My jokes

Dad

My sister says, "Dad," and repeats it, and this is my dad: WOULD U STOP me? 😑

Cancer

What’s the difference between cancer and my brother?

My brother didn’t beat cancer.

Bike

I saw a black man riding a brand new bike, so I went home to check my garage. It’s all good because I still saw mine still chained to the floor begging for food.

Wife

My son told me he has to bring an object for show and tell at school.

So I had him bring my wife.

Vegetable

I'm always willing to go down on a handicapped girl.

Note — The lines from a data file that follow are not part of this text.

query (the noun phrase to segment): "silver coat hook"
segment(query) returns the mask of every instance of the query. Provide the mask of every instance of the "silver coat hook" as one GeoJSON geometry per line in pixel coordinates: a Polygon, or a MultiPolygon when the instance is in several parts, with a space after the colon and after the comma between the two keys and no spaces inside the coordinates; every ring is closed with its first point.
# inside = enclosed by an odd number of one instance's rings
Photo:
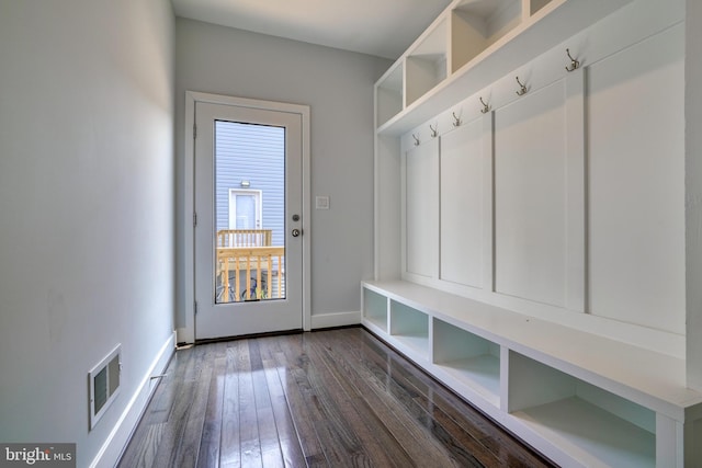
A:
{"type": "Polygon", "coordinates": [[[517,95],[524,95],[526,94],[526,85],[522,84],[521,81],[519,81],[519,77],[517,77],[517,83],[519,84],[519,91],[517,91],[517,95]]]}
{"type": "Polygon", "coordinates": [[[483,101],[483,96],[480,96],[480,102],[483,103],[483,109],[480,110],[480,112],[483,114],[487,114],[488,112],[490,112],[490,106],[487,105],[485,101],[483,101]]]}
{"type": "Polygon", "coordinates": [[[568,54],[568,58],[570,59],[570,66],[566,66],[566,71],[574,71],[580,68],[580,62],[573,58],[569,48],[566,49],[566,54],[568,54]]]}

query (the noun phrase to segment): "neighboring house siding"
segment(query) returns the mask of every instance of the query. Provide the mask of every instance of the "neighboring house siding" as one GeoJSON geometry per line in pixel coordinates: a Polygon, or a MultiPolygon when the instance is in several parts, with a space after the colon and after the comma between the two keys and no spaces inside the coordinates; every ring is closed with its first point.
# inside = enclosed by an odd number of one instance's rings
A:
{"type": "Polygon", "coordinates": [[[273,231],[272,244],[284,244],[284,163],[285,130],[281,127],[217,122],[216,145],[216,227],[229,226],[229,190],[262,192],[261,229],[273,231]]]}

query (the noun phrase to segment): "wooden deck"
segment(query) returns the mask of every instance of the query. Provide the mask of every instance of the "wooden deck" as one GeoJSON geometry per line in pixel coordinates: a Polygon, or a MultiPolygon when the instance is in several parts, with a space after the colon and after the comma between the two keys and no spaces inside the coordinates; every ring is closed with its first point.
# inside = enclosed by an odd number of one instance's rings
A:
{"type": "Polygon", "coordinates": [[[118,466],[552,465],[349,328],[178,351],[118,466]]]}

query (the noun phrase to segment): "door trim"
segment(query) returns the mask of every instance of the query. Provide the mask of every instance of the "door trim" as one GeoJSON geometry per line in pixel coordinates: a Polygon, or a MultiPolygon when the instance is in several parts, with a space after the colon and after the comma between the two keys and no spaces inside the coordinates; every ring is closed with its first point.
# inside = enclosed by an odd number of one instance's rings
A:
{"type": "Polygon", "coordinates": [[[309,331],[312,323],[312,309],[310,297],[312,287],[309,271],[310,261],[310,237],[309,227],[312,205],[310,205],[310,150],[309,150],[309,106],[303,104],[290,104],[274,101],[262,101],[249,98],[237,98],[220,94],[211,94],[196,91],[185,91],[185,164],[184,172],[184,213],[183,213],[183,253],[185,259],[185,327],[178,329],[178,342],[179,343],[194,343],[195,341],[195,229],[193,225],[193,216],[195,213],[195,103],[212,103],[224,105],[236,105],[239,107],[260,109],[267,111],[288,112],[292,114],[299,114],[302,118],[302,163],[303,163],[303,209],[302,209],[302,229],[305,232],[303,236],[303,330],[309,331]]]}

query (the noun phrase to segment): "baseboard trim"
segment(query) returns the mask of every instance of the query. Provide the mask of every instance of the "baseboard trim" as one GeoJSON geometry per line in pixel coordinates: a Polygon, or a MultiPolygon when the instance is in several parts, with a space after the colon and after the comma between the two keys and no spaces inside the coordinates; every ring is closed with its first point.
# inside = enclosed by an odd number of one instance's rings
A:
{"type": "Polygon", "coordinates": [[[176,352],[176,332],[171,333],[171,335],[166,340],[161,349],[159,350],[156,358],[149,366],[146,375],[141,379],[141,384],[139,385],[137,391],[132,396],[132,399],[127,403],[124,412],[117,420],[114,429],[107,436],[107,440],[102,444],[98,455],[93,458],[90,464],[90,468],[102,468],[102,467],[114,467],[120,457],[122,456],[122,452],[124,450],[129,437],[136,425],[141,418],[141,413],[146,409],[146,406],[151,398],[151,393],[154,389],[156,389],[156,385],[151,385],[151,376],[162,374],[168,363],[176,352]]]}
{"type": "Polygon", "coordinates": [[[312,316],[312,329],[335,328],[361,324],[361,312],[336,312],[312,316]]]}

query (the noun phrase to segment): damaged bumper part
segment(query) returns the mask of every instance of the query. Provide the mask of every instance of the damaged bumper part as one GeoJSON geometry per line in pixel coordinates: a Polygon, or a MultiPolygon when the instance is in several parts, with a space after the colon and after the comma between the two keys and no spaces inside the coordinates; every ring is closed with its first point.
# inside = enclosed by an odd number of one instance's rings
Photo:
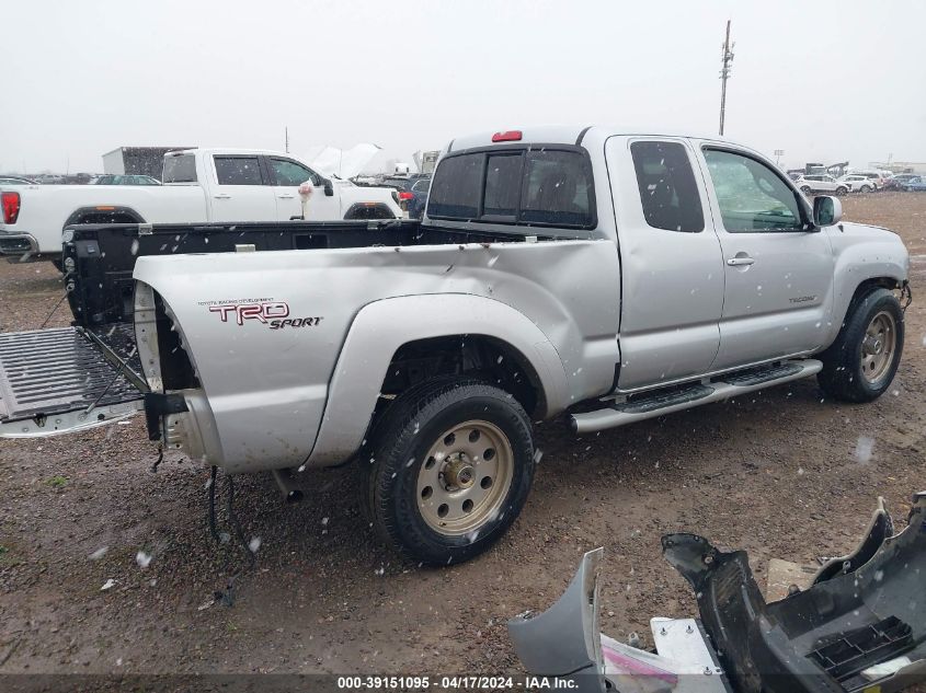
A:
{"type": "Polygon", "coordinates": [[[597,576],[602,548],[590,551],[562,597],[541,614],[508,622],[515,651],[537,675],[571,681],[581,693],[727,693],[731,691],[694,619],[653,619],[659,654],[598,631],[597,576]]]}
{"type": "Polygon", "coordinates": [[[745,552],[670,534],[663,554],[694,588],[735,691],[887,693],[926,679],[926,493],[906,529],[892,527],[879,508],[856,552],[771,603],[745,552]]]}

Momma always told me to eat my vegetables.

Memes

Ass

I look at my girlfriend’s ass like a homeless man looks at a trash can.

Like it’s my next meal.

Lipstick

Once my girlfriend asked me to give her lipstick, and I accidentally gave her the glue stick.

She won't talk to me anymore.

Homework

Who's a pineapple? I'm a pineapple... Yass.

Teacher and kid.

Kid: Hey, teacher.

Teacher: Yes?

Kid: Would you punish me for something I didn't do?

Teacher: Of course not.

Kid: Well, I didn't do my homework!

Lesson

The last time I had flying lessons, I hit some building in Manhattan. Then my Uncle got shot in 2008. Darn...

Mom

Knock knock.

Who's there?

Your mom.

Fuck you you rwind my life.

Michael Jackson

How did Michael Jackson challenge the victim's parents? "Then why won't you slap my face, because I'm bad?"

Dog

My girlfriend's dog died, so to cheer her up I went out and got her an identical one.

She went mad, "What am I going to do with two dead dogs?"